Some examples of these new multicollector 40Ar/39Ar ages with 0.03-0.07% analytical uncertainties (average ± 50 ky) agree with tight stratigraphic stacking constraints. New ages include 97.52 Ma for the key Clayspur bentonite marker bed atop the Mowry Shale near Kaycee, Wyoming. Ages of 99.49 to 99.58 Ma were determined for Newcastle Sandstone from the NW Black Hills. Mid-Newcastle bentonite is indistinguishable from a 99.62 Ma age on lower Shell Creek Shale Member in the Wind River Basin. A lower middle Shell Creek bentonite from the Soap Creek Dome area, northern Bighorn Basin, south-central Montana is 100.07 Ma, very close to the Albian/Cenomanian boundary age of 100.2 Ma (new 28.201 Fish Canyon sanidine monitor age) determined by Obradovich and Matsumoto in Hokkaido, Japan. The age of the Newcastle is 1.6 My younger than 101.23 Ma Muddy Sandstone in the Wind River Basin. Uppermost Thermopolis Shale beneath the Muddy at Greybull, Wyoming is just slightly older at 101.36 Ma. In the Sweetgrass Arch area of northwest Montana, the 102.11 Ma Vaughan Member of the Blackleaf Formation is much (2.5 My) older than the Newcastle Sandstone, and yet a million years younger than Taft Hill Member at 103.36 Ma. Older ages for the Skull Creek Shale (104.87 Ma) in the Black Hills and 106.37 Ma on Thermopolis Shale in the Bighorn Basin are clearly distinct. Surprises in correlation revealed by these high-precision (<100 ky, part per thousand) 40Ar/39Ar ages place significant new constraints on paleogeography and sequence stratigraphic interpretation of these widespread and important petroleum source and reservoir sedimentary rocks.

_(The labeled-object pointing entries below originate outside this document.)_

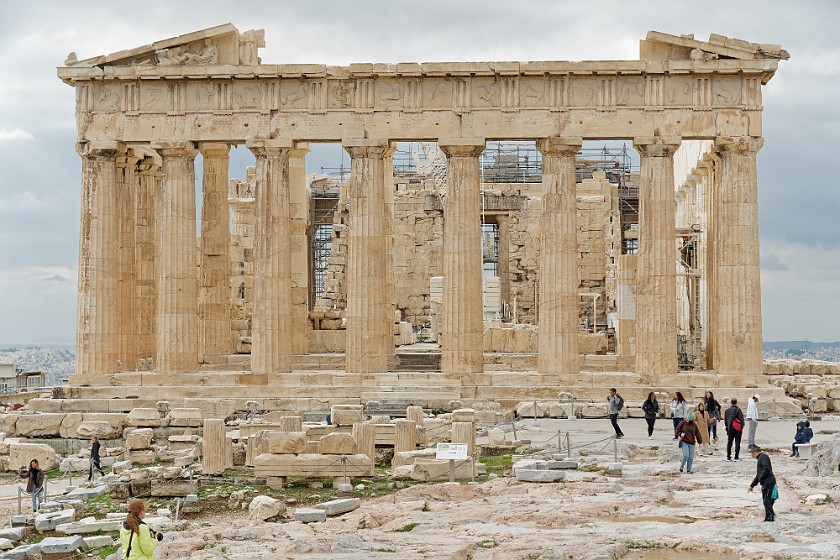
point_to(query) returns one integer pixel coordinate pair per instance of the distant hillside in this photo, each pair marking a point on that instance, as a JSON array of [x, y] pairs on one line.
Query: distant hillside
[[802, 349]]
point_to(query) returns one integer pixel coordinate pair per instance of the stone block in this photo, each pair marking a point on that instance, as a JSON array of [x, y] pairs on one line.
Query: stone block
[[140, 438], [70, 424], [337, 444], [286, 442], [20, 454], [98, 428], [463, 415], [39, 425], [310, 515], [185, 417], [265, 507], [346, 414], [526, 409], [535, 475], [14, 534], [145, 418], [176, 488], [49, 521], [340, 506], [140, 488], [140, 456]]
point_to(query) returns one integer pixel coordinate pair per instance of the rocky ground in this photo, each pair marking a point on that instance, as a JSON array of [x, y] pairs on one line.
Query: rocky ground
[[650, 511]]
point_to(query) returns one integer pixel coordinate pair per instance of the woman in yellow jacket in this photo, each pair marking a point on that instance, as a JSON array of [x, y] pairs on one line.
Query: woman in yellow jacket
[[138, 541]]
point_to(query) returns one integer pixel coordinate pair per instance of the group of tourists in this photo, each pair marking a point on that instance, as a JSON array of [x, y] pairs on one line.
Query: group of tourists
[[699, 428]]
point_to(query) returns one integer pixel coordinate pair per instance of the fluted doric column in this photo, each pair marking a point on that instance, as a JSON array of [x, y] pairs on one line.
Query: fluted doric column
[[97, 335], [369, 334], [177, 302], [271, 323], [559, 275], [214, 290], [656, 289], [127, 275], [463, 315], [738, 336], [145, 254]]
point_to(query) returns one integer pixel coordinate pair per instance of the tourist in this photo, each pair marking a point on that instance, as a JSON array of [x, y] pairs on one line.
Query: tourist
[[764, 476], [701, 418], [679, 408], [138, 541], [34, 483], [800, 437], [752, 421], [651, 410], [94, 458], [689, 437], [713, 409], [616, 404], [733, 420], [809, 433]]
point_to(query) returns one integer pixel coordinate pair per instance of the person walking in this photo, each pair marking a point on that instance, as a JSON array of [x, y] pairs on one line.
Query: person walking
[[764, 476], [138, 541], [752, 421], [689, 437], [94, 457], [679, 408], [713, 409], [702, 421], [651, 410], [733, 419], [34, 483], [800, 437], [616, 404]]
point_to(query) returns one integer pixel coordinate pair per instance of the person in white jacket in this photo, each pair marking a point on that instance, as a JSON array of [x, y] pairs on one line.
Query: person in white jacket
[[752, 421]]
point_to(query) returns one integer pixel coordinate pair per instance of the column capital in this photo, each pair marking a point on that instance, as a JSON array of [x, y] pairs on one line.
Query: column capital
[[560, 145], [462, 147], [175, 149], [368, 147], [739, 144], [214, 149], [656, 146], [107, 149]]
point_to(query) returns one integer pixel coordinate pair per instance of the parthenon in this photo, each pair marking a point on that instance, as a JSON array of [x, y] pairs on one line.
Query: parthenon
[[160, 307]]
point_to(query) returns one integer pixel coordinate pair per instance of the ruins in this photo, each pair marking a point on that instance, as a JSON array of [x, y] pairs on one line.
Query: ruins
[[582, 292]]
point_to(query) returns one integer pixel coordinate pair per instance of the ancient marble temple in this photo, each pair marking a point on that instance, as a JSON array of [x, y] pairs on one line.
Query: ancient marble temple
[[154, 302]]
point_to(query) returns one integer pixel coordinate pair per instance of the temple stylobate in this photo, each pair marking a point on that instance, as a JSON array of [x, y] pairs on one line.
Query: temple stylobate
[[158, 307]]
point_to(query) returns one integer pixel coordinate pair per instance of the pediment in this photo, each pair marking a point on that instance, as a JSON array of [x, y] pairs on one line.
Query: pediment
[[223, 44], [662, 46]]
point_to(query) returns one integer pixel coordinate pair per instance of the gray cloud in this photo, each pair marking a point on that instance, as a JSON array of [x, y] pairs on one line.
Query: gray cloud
[[39, 193]]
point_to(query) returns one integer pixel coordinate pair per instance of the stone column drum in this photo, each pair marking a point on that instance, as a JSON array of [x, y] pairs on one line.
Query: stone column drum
[[738, 336], [214, 447], [177, 305], [369, 332], [656, 289], [97, 321], [559, 275], [271, 348], [214, 287], [462, 328]]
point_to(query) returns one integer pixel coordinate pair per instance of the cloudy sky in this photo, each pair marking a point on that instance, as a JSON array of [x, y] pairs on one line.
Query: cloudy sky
[[39, 185]]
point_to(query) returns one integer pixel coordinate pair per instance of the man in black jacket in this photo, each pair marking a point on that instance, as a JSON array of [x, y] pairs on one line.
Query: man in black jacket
[[733, 429], [764, 476]]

Bio: David Sawyer began his geologic career with the USGS in 1980 studying the deposits erupted in the 18 May Mt St Helens eruption. He got his BA at Colorado College, and his PhD from University of California, Santa Barbara studying the Cretaceous volcanic deposits containing the Silver Bell porphyry copper deposit near Tucson. During the first part of his USGS career he researched (mostly) old and cold volcanoes (in the San Juan Mountains, Colorado) and the geochronology, petrology, and geochemistry of the Miocene SW Nevada volcanic field regional hydrogeology in Nevada/ California Death Valley region. Later studies of the Rio Grande rift, New Mexico led to investigations of ammonite/ inoceramid biostratigraphy, bentonite geochronology, and regional stratigraphy of Cretaceous Western Interior Seaway deposits with Bill Cobban and John Obradovich. He retired from the USGS in 2014 is currently a research associate at the University of Colorado, Boulder, working with geochronologists from the University of Wisconsin and with the American Museum of Natural History.